An experiment towards integrating Google Documents with Awesome Indexes.
In this version, we attempt a much simpler task:
- We start with a (potentially private) Google Document that is used to collect meeting notes.
- We want to summarise what kind of thing is covered in those meetings, without publishing anything sensitive.
- Can we do that by just extracting any hyperlinks and their anchor text?
The current version does this, as follows:
$ python3.11 -m venv .venv
$ source .venv/bin/activate
$ pip install --upgrade google-api-python-client google-auth-httplib2 google-auth-oauthlib
$ python extract_links.py <DOCUMENT_ID> links.csv
The results are not suitable for publication without manual review! Some links may be sensitive. But it could be used to generate summaries from time to time, with manual oversight.
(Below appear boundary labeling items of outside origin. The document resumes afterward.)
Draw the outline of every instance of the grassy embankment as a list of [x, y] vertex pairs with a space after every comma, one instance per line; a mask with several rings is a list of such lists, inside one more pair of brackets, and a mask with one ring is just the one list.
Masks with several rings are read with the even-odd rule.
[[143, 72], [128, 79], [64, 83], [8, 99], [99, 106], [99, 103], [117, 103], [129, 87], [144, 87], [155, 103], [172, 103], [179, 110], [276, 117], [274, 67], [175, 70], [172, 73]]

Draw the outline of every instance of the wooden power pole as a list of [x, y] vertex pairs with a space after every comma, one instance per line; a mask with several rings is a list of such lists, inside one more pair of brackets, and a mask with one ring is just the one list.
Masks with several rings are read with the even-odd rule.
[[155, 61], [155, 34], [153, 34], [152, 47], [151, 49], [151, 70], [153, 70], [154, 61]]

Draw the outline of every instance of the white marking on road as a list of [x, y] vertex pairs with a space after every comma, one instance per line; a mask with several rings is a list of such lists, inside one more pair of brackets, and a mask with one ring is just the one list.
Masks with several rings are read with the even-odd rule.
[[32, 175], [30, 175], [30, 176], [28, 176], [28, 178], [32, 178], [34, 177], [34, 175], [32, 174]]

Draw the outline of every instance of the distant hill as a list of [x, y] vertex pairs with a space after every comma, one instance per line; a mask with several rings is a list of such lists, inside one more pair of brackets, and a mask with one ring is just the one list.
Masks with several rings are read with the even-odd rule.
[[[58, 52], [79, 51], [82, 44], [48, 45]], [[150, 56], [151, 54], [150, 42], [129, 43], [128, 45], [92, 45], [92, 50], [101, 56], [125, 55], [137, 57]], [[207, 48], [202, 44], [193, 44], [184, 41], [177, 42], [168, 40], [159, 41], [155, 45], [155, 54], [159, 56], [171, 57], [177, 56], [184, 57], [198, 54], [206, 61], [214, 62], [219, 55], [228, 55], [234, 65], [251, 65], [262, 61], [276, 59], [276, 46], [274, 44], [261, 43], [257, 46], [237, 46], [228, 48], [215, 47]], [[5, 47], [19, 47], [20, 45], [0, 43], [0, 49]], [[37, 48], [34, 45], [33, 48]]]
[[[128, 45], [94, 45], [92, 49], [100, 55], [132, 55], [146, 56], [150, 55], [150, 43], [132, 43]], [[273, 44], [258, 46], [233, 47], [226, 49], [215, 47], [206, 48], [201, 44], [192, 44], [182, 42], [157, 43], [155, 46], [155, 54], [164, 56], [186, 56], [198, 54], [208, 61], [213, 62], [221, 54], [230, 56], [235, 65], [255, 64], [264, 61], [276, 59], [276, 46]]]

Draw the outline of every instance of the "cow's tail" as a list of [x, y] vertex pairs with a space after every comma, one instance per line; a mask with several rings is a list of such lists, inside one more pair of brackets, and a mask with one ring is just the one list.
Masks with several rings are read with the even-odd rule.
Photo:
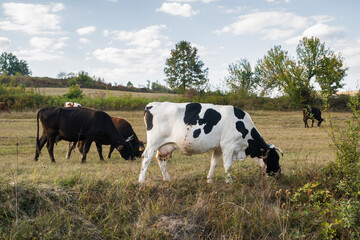
[[39, 140], [39, 117], [40, 117], [41, 110], [38, 111], [36, 116], [36, 151], [40, 153], [40, 140]]

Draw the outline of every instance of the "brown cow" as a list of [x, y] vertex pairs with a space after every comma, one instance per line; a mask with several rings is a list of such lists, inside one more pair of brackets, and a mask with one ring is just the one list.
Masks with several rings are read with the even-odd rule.
[[[43, 126], [43, 135], [40, 139], [39, 120]], [[39, 110], [34, 160], [38, 160], [42, 147], [47, 143], [50, 159], [55, 162], [54, 144], [60, 140], [84, 141], [84, 154], [81, 159], [83, 163], [86, 161], [92, 142], [96, 143], [100, 160], [104, 160], [102, 145], [113, 145], [124, 159], [135, 160], [132, 145], [121, 136], [110, 116], [103, 111], [75, 107], [52, 107]]]
[[0, 112], [7, 112], [10, 113], [9, 108], [6, 107], [4, 102], [0, 102]]
[[[116, 129], [120, 132], [120, 134], [125, 138], [129, 139], [131, 143], [134, 154], [136, 157], [141, 157], [141, 154], [144, 152], [145, 146], [144, 142], [140, 141], [136, 136], [135, 131], [133, 130], [131, 124], [124, 118], [121, 117], [111, 117]], [[68, 152], [66, 153], [66, 158], [69, 159], [71, 155], [71, 151], [75, 148], [76, 143], [71, 142], [69, 144]], [[81, 154], [83, 154], [83, 142], [80, 141], [78, 143], [78, 148]], [[108, 158], [110, 159], [111, 153], [114, 151], [114, 147], [110, 145]]]

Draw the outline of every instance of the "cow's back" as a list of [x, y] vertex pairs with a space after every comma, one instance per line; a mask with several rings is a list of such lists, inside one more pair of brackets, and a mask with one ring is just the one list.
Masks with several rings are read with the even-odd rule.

The script itself was initially created using Gemini 2.5 Pro.
This script was largely based on the Google Docs Python quickstart. Setting up the credentials was more time consuming. The basic flow is outlined in the quickstart document, but some additional steps were needed:
- The first time I ran it, it complained that the credentials didn't have access to the Google Docs API. The error provided a link where that could be added in.
- I added my own email address as a test user account.
- After that, when first running the script, an instance of Chrome was started so I could log in as that test user and authorise the application.
- This created a
token.json
file that the script could use.
At this point, I can run this script on any document that I (the test user) have access to.